Essa unidade resultou de um processo continuado e violento de unificação política, logrado mediante um esforço deliberado de supressão de toda identidade étnica discrepante e de repressão e opressão de toda tendência virtualmente separatista. Inclusive de movimentos sociais que aspiravam fundamentalmente edificar uma sociedade mais aberta e solidária. A luta pela unificação potencializa e reforça, nessas condições, a repressão social e classista, castigando como separatistas movimentos que eram meramente republicanos ou antioligárquicos.”

(O Povo Brasileiro – a Formação e o Sentido do Brasil)

Mas, o que se passa quando um punhado à parte do nosso Cassoulet tem um sabor ácido, que não se identifica com o sabor de agrado geral?! É a mesma pergunta que se faz quando surge a Lei 6.613/2013 do Estado do Rio de Janeiro, instituindo o Livro de Reclamações de forma obrigatória e destoando da homogeneidade do prato nacional. Toda lei regional ou local que verse sobre assunto da competência legislativa da União agride a saliva e a unidade federativa.

Não se trata de um gosto apimentado de que somente um dos que se servirem pode provar. Se é matéria consumerista, não se pode usurpar a colher da mão do cozinheiro. Ainda mais quando a exigência da “existência e disponibilização do Livro de Reclamações em todos os estabelecimentos de fornecimento de bens ou prestação de serviços sujeitos ao Código de Defesa do Consumidor” fere a liberdade da atividade econômica sob os aspectos da adequação, necessidade e proporcionalidade, bastando consultar a maior enciclopédia de receitas, em seus arts. 24, caput, V, e parágrafo 2º, e 170, parágrafo único.

Não que o Cassoulet à la brasileira seja o prato dos sonhos. Seu preparo não é o ideal, nem o mais justo. Sua receita é mais humana que divina. Mas uma pitada de vinagre inconstitucional azeda toda a arte culinária!

Jurista, articulista e cronista jurídico. Pensador nas horas vagas.

7 comentários

  1. Salivei intensamente até encontrar o gosto ácido da comida. Saborei, contudo, mas um brilhante artigo, extremamente bem temperado. Brilliant!

  2. Vou por uma pimenta de discórdia. Se prestarem muita atenção ao sabor desse ingrediente desagregador, vão perceber que ele não muda o sabor do prato. O que me parece é que o tal sabor amargo é precipitação proposital do chef, preocupado com o risco dele perder o monopólio da receita.

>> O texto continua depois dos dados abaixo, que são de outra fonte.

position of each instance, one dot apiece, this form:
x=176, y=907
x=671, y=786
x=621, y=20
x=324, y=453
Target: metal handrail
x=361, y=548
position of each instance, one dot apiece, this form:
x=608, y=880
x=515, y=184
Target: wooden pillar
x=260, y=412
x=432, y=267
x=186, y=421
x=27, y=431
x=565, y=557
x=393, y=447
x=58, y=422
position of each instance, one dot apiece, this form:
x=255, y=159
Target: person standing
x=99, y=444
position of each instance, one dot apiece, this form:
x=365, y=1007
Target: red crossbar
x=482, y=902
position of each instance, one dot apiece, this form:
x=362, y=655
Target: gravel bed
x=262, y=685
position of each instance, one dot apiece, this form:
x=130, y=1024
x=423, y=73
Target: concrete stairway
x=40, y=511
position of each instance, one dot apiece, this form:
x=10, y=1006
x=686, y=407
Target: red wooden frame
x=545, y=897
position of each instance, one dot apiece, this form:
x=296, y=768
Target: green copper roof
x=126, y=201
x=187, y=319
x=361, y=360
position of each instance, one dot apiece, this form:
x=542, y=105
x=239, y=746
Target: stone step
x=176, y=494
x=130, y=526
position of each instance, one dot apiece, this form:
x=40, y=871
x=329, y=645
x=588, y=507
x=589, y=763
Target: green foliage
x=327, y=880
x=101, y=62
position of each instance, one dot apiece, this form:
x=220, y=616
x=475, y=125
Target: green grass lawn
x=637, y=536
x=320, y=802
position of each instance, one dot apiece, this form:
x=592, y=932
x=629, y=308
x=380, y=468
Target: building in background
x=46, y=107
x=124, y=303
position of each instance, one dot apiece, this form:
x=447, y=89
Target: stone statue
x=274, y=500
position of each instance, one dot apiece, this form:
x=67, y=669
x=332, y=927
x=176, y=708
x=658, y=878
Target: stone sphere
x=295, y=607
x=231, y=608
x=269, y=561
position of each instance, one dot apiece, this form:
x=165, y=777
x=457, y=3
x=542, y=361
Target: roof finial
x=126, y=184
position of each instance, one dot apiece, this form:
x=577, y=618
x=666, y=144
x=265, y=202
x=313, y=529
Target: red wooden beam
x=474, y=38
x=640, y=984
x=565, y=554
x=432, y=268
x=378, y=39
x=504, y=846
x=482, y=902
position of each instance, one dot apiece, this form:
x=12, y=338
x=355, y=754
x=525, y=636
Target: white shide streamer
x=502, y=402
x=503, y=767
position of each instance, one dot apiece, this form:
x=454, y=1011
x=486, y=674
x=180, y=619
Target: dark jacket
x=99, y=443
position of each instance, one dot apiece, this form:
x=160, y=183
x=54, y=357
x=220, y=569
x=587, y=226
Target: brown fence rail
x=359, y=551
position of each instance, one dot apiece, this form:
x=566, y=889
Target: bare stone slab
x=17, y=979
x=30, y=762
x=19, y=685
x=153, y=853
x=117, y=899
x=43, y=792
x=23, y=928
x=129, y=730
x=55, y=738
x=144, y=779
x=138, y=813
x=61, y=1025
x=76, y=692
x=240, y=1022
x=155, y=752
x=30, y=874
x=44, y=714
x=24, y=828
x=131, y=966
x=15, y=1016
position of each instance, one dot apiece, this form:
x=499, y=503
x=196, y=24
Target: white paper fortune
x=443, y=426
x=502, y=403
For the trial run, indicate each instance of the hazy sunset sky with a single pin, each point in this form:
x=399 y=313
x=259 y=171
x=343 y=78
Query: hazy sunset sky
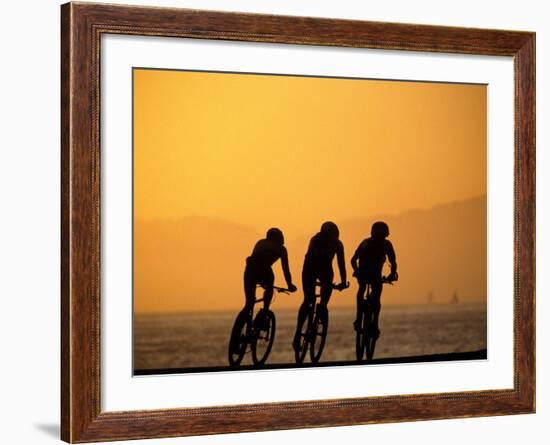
x=261 y=151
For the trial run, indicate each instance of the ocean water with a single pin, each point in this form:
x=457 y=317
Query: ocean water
x=188 y=340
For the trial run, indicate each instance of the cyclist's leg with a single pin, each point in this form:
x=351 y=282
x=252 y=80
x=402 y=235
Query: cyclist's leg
x=268 y=280
x=308 y=286
x=326 y=288
x=250 y=281
x=360 y=295
x=374 y=302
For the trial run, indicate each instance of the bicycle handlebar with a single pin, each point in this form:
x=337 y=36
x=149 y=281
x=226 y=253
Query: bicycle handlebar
x=338 y=287
x=282 y=290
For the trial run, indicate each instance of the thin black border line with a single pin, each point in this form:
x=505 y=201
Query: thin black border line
x=217 y=369
x=315 y=76
x=132 y=370
x=442 y=358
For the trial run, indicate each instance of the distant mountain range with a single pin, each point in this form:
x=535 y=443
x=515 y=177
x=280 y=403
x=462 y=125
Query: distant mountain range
x=197 y=263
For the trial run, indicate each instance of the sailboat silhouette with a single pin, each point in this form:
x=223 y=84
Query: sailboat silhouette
x=454 y=298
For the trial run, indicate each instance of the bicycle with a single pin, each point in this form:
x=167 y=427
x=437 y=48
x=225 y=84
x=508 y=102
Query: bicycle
x=314 y=328
x=258 y=332
x=365 y=340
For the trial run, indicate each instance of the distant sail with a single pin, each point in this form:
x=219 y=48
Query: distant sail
x=430 y=297
x=454 y=298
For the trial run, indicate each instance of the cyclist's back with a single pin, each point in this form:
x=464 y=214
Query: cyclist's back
x=258 y=267
x=368 y=262
x=320 y=254
x=371 y=256
x=265 y=253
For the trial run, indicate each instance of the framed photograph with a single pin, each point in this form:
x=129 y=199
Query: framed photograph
x=274 y=222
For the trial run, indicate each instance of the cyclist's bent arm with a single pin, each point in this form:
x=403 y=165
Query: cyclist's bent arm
x=391 y=258
x=286 y=268
x=341 y=263
x=355 y=258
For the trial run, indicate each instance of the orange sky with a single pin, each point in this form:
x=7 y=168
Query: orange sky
x=260 y=151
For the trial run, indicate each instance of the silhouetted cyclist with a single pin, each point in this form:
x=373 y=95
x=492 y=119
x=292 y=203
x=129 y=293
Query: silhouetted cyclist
x=258 y=267
x=367 y=262
x=318 y=267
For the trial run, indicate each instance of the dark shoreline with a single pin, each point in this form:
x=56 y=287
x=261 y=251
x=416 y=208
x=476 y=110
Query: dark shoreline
x=446 y=357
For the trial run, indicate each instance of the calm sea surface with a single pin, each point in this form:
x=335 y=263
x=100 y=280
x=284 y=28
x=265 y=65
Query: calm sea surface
x=187 y=340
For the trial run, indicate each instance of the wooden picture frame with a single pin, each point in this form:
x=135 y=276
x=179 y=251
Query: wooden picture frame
x=82 y=25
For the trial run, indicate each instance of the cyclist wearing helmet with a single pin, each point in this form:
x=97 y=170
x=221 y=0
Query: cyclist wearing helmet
x=367 y=263
x=258 y=267
x=318 y=267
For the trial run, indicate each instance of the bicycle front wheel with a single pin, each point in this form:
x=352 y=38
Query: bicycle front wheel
x=263 y=336
x=318 y=334
x=239 y=338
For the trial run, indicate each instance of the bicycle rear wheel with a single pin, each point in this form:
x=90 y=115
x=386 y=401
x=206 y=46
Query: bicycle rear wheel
x=239 y=338
x=361 y=335
x=371 y=337
x=303 y=342
x=318 y=334
x=263 y=337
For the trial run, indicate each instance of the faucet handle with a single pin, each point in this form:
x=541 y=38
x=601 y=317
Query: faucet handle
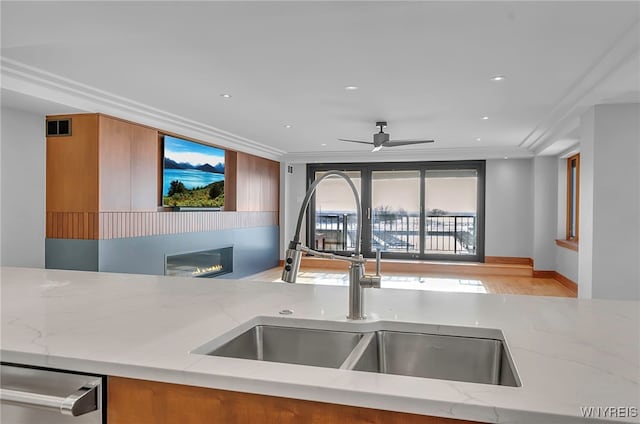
x=372 y=281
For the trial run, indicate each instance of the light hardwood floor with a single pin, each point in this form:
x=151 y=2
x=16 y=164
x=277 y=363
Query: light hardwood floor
x=498 y=284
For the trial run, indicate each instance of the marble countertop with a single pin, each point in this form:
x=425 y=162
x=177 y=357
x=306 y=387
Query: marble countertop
x=569 y=353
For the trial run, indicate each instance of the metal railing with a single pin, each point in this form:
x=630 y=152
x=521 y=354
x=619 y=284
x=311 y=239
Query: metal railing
x=399 y=232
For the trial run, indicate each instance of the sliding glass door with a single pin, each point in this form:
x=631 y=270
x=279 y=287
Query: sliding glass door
x=451 y=211
x=395 y=211
x=335 y=220
x=414 y=210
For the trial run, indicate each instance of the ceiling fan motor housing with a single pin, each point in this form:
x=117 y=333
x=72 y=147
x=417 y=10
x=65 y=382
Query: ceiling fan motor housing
x=380 y=138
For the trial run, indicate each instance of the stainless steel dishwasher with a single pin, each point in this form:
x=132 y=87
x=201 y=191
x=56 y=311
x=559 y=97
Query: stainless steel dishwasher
x=36 y=396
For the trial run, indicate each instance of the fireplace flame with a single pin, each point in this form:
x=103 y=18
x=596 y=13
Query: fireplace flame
x=207 y=270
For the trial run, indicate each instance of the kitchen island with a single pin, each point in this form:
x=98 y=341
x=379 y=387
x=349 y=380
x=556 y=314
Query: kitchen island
x=570 y=354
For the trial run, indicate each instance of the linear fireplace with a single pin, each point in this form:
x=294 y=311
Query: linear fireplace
x=203 y=264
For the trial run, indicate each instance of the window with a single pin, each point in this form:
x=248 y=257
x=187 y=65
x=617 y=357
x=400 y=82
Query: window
x=419 y=210
x=573 y=197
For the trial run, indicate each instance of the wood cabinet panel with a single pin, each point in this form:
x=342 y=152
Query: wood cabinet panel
x=128 y=166
x=258 y=183
x=230 y=180
x=72 y=167
x=147 y=402
x=115 y=164
x=144 y=168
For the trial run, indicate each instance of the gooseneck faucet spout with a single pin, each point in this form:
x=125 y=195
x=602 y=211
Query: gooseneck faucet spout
x=357 y=278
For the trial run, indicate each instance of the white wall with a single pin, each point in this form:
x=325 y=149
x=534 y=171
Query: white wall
x=567 y=263
x=23 y=189
x=566 y=259
x=509 y=208
x=295 y=187
x=610 y=202
x=545 y=205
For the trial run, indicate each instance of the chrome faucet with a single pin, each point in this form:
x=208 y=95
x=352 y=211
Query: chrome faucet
x=358 y=280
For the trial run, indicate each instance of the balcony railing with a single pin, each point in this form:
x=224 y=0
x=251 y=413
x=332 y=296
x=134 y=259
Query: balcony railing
x=446 y=234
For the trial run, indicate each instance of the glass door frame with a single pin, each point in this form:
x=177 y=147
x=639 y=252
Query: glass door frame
x=366 y=170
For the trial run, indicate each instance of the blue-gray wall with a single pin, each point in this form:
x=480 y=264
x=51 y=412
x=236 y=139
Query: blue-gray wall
x=254 y=250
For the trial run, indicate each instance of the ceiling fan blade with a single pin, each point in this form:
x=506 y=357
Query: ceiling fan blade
x=356 y=141
x=392 y=143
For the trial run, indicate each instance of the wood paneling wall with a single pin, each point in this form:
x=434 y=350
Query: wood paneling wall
x=128 y=166
x=72 y=167
x=230 y=180
x=103 y=182
x=141 y=224
x=258 y=183
x=147 y=402
x=73 y=225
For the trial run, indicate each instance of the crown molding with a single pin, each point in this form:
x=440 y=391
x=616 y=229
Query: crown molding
x=405 y=155
x=31 y=81
x=581 y=94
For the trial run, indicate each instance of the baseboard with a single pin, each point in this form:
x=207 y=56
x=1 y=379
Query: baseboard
x=544 y=274
x=392 y=266
x=508 y=260
x=570 y=284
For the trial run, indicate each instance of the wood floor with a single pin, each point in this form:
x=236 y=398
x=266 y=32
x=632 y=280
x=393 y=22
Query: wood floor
x=499 y=284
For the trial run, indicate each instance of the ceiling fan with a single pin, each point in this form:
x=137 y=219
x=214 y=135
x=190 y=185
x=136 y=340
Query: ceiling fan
x=381 y=139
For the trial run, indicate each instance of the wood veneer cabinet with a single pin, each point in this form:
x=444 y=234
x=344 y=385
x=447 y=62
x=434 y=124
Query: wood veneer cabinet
x=147 y=402
x=105 y=165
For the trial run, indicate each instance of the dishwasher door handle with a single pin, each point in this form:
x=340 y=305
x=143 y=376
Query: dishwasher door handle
x=81 y=402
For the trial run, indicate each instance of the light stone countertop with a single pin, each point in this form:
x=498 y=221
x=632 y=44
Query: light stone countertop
x=569 y=353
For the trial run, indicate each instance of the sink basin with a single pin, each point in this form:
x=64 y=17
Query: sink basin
x=476 y=355
x=291 y=345
x=471 y=359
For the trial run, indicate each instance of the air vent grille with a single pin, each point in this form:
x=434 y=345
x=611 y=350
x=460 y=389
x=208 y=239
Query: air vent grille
x=58 y=127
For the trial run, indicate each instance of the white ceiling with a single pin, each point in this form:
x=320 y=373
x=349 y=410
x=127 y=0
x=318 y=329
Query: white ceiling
x=422 y=66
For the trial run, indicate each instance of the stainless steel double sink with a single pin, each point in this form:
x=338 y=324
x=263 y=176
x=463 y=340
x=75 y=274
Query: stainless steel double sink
x=470 y=354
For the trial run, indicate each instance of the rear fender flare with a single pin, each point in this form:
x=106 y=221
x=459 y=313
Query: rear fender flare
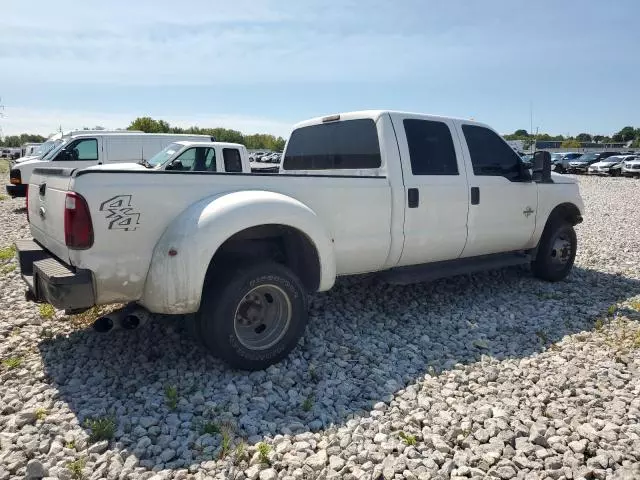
x=182 y=255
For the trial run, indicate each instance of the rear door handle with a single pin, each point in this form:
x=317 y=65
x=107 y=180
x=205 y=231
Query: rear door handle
x=413 y=197
x=475 y=195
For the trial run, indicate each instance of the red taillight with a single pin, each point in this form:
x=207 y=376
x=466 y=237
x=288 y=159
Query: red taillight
x=78 y=230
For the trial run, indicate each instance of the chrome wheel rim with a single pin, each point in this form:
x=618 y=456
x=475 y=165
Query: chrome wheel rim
x=262 y=317
x=561 y=250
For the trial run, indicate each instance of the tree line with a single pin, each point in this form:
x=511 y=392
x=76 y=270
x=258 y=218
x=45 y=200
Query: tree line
x=254 y=141
x=14 y=141
x=624 y=135
x=150 y=125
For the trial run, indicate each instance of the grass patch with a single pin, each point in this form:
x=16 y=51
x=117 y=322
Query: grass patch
x=225 y=445
x=171 y=396
x=210 y=428
x=7 y=253
x=240 y=453
x=76 y=467
x=103 y=428
x=12 y=362
x=307 y=405
x=264 y=449
x=408 y=439
x=46 y=310
x=41 y=413
x=7 y=269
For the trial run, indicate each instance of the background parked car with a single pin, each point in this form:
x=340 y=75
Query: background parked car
x=631 y=167
x=609 y=166
x=562 y=164
x=581 y=164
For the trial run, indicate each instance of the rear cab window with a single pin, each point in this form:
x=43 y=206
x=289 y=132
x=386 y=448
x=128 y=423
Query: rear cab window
x=490 y=154
x=341 y=145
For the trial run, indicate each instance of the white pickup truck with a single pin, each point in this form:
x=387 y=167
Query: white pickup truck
x=412 y=197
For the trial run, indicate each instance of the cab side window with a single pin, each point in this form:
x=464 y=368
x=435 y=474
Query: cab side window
x=490 y=155
x=232 y=161
x=83 y=150
x=196 y=159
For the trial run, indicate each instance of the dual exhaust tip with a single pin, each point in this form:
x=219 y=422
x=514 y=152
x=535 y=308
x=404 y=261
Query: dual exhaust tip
x=124 y=319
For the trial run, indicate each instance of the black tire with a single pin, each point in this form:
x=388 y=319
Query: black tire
x=245 y=299
x=552 y=263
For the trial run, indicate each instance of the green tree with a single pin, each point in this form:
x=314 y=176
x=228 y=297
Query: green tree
x=571 y=143
x=149 y=125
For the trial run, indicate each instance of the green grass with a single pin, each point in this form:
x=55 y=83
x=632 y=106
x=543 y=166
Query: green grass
x=225 y=446
x=264 y=450
x=599 y=324
x=46 y=310
x=41 y=413
x=408 y=439
x=7 y=253
x=240 y=453
x=307 y=405
x=171 y=396
x=7 y=269
x=210 y=428
x=12 y=362
x=103 y=428
x=76 y=468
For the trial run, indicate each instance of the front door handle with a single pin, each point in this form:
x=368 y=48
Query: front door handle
x=413 y=197
x=475 y=195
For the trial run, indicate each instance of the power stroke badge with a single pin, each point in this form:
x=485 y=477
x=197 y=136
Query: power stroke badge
x=120 y=213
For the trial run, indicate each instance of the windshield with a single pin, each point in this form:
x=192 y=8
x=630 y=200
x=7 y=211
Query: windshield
x=165 y=154
x=587 y=157
x=43 y=149
x=55 y=148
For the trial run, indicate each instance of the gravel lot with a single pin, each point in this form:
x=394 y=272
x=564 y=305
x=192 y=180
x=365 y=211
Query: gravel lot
x=495 y=375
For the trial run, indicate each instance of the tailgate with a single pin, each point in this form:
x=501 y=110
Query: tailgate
x=47 y=191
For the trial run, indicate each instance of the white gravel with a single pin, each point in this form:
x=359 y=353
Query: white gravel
x=495 y=375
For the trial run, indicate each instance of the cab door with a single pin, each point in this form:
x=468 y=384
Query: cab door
x=503 y=200
x=80 y=153
x=435 y=189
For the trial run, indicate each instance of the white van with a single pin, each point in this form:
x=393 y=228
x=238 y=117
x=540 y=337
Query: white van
x=85 y=149
x=56 y=139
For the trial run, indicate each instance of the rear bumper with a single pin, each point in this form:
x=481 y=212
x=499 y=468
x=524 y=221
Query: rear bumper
x=17 y=190
x=52 y=281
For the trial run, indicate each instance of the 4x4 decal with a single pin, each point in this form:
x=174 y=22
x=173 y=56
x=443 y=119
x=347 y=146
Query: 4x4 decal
x=120 y=213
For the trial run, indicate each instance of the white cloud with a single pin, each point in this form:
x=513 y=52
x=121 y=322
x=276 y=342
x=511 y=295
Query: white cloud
x=44 y=122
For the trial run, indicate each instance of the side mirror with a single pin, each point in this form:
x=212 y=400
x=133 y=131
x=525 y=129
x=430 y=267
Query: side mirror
x=542 y=167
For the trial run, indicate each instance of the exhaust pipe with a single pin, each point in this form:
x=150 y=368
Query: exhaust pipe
x=127 y=319
x=103 y=324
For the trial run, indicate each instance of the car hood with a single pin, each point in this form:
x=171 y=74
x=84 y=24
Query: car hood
x=118 y=166
x=605 y=163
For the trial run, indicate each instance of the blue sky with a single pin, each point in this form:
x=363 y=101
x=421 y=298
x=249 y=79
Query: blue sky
x=262 y=65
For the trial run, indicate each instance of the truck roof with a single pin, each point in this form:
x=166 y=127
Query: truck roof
x=375 y=114
x=191 y=143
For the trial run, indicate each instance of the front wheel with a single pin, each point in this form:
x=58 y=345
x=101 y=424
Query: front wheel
x=556 y=251
x=254 y=316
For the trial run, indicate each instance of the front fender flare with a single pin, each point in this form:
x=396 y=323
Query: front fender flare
x=174 y=282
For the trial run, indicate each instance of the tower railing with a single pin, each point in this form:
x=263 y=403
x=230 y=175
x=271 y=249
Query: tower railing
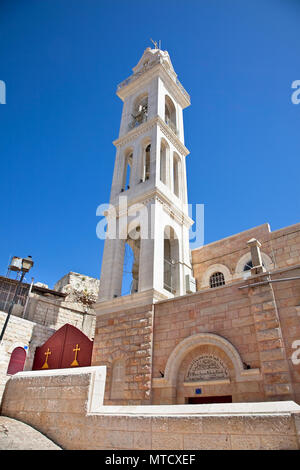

Claro que a técnica é dele, mas esse ingredientezinho, na verdade, não muda o sabor do prato e nem tira do chef o controle da cozinha.

    • Na verdade, não é a primeira vez que colocam a colher na mistura do chef. E ele precisa agir antes que o preparo desande e chegue ao ponto de cada ingrediente seguir para o lado que quiser, azedando o Brasil de vez!
      O cozinheiro tem meios de assim o fazer para o bem da constitucionalidade do prato.